Biden may now be less unpalatable than Trump, but Uncle Joe had the advantage of not being in power for the last four years. He may not look so hot after another term of neoliberal rule, characterized by increasing austerity for working people, entrenched institutional racism, oppressive surveillance and security state measures, and an aggressive imperialism abroad.
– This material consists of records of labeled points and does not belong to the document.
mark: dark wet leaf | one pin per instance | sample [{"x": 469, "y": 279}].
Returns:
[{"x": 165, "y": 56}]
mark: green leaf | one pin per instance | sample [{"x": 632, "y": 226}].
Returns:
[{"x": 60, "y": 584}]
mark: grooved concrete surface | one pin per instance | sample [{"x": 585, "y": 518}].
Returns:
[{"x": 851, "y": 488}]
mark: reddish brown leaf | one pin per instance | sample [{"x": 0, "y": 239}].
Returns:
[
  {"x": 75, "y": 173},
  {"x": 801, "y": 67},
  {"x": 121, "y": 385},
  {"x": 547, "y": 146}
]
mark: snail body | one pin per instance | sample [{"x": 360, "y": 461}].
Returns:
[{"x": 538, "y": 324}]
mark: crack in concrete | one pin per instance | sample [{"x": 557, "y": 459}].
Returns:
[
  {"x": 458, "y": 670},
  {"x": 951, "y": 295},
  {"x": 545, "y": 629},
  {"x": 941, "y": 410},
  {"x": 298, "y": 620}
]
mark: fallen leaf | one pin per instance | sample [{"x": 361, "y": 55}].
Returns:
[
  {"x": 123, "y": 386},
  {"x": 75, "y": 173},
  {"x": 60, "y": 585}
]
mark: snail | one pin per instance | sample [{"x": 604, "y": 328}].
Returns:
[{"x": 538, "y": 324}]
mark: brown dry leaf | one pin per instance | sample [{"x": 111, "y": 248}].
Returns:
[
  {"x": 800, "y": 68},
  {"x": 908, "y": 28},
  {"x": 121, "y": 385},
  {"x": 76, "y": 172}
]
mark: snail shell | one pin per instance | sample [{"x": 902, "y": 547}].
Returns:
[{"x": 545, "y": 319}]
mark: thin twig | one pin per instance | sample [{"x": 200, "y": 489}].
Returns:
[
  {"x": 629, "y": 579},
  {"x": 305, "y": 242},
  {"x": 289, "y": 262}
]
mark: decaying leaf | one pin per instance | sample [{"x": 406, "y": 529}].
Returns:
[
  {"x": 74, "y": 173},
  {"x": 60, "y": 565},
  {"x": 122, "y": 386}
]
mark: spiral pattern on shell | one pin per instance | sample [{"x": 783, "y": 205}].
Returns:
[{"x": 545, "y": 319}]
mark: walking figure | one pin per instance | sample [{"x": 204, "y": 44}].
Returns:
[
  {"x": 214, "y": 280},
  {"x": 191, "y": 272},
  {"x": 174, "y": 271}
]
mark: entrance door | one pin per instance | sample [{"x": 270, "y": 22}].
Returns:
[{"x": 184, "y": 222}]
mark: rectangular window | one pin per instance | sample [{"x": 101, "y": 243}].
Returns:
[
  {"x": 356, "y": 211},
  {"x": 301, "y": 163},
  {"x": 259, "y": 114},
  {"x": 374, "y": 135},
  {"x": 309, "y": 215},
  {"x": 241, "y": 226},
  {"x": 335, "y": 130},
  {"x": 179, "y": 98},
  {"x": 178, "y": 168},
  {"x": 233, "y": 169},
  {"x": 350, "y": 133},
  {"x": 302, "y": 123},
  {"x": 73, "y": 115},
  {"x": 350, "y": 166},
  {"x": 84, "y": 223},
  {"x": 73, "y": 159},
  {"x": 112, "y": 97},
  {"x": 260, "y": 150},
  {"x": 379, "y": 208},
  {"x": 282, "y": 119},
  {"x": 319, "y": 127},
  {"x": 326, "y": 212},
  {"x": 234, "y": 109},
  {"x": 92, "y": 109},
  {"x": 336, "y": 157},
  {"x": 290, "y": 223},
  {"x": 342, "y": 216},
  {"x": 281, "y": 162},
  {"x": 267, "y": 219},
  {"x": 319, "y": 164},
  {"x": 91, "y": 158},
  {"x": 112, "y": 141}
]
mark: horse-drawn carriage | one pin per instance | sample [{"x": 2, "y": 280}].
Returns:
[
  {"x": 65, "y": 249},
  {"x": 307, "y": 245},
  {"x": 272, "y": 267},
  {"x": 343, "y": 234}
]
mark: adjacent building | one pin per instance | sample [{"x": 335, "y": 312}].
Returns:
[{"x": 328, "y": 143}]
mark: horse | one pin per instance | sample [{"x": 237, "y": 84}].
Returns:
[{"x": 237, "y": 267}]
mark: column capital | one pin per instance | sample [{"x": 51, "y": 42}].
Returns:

Substantial differences exist between Trump and Biden, but those differences do not extend to which class they serve.

Recovering the left alternative

With record turnout, never before have so many voted for so little. Now is auspicious for alternatives to the two-party duopoly.

As reported by Alan Mcleod, Trump’s abysmal approval rating of 42% is barely edged out by Biden’s of 46%. Two-thirds of prospective Democratic voters polled claim they would be voting against Trump rather than for Biden; only a quarter of the prospective Republicans are voting so much for Trump as against the Democrats. Biden way squeak through on the appeal of not being Trump, but that will wear thin quickly.

With both major parties continuing to abandon the interests of working people, the left must either take the initiative or surrender it to a growing right wing. Rather than this being the time when never before has there been a greater need to support the lesser-evil Democrats and give them an extraordinary mandate to rule, this is a time to leverage the ruling class’s loss of legitimacy to articulate a left alternative.

Taking a left initiative, despite the loss of legitimacy of the ruling elites, is challenging. With a Republican victory, the left has historically gotten absorbed into a resistance that devolves into an assistance – the graveyard of social movements that is the Democratic Party. With a Democratic victory, the illusion of hope and that anyone’s better than Trump are false excuses to “give Biden a chance.” After campaigning for the Democrat, it will be problematic for these same left forces to credibly do an about-face and fight him. As for an independent electoral left, more rigorous party registration rules targeting left alternatives, recently imposed by Democrats, foreshadow fewer left choices on future ballots.

However, the majority of working people support a progressive agenda, which has been ignored and suppressed by the duopoly:

+ Effectively addressing global warming

+ COVID safety over economic activity and economic relief

+ Ending forever wars and sanctions, while de-escalating the threat of nuclear conflagration

+ National healthcare program modelled after Medicare

+ Opposition to the militarization of the police and preservation of civil liberties

+ Reduction of income inequality, stronger anti-trust laws, and fairly taxing wealth

These were among the critical issues that were lost in the distracting political theatre of the 2020 campaign and the basis for a renewed left initiative.

Roger Harris is on the board of the Task Force on the Americas, a 32-year-old anti-imperialist human rights organization.